The flowers are arranged in clusters of about four on the ends of the branches, each flower on a stalk 1-2 mm long. the groups surrounded by reddish bracts 4-13 mm long. The floral cup is 5-8 mm long and about 2 mm wide and the petals form a white tube surrounding and enclosing the stamens. The style is white, 14-20 mm long and extends beyond the end of the flower tube. Flowering occurs between late winter and early summer.

==Taxonomy==
Darwinia procera was first formally described in 1962 by Barbara Briggs in Contributions from the New South Wales National Herbarium from specimens she collected near Kariong in 1961. The specific epithet (procera) is derived a Latin word meaning "tall", "slender" or "long", possibly referring to the growth habit of the plant.
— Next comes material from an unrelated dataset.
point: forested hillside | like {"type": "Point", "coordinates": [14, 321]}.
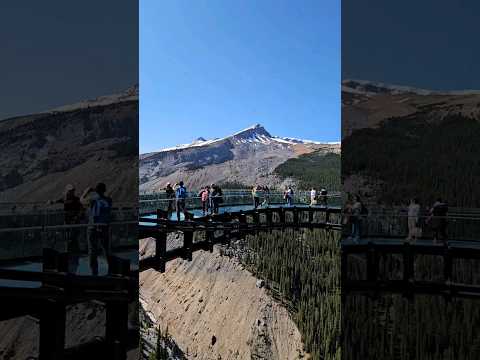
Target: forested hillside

==Distribution and habitat==
This darwinia grows in forest and scrub near the top of sandstone gullies on the central coast north of Sydney.

==Conservation==
Darwinia procera is a rare plant but is not considered to be in danger at present. A significant population is preserved in the Brisbane Water National Park.

==Use in horticulture==
Darwinia procera is reasonably well-known in horticulture with its unusual foliage being a feature. It can be propagated from seed but is easier to raise from cuttings. It is hardy in well-drained, sandy soil in a partly-shaded situation with occasional watering in long dry spells.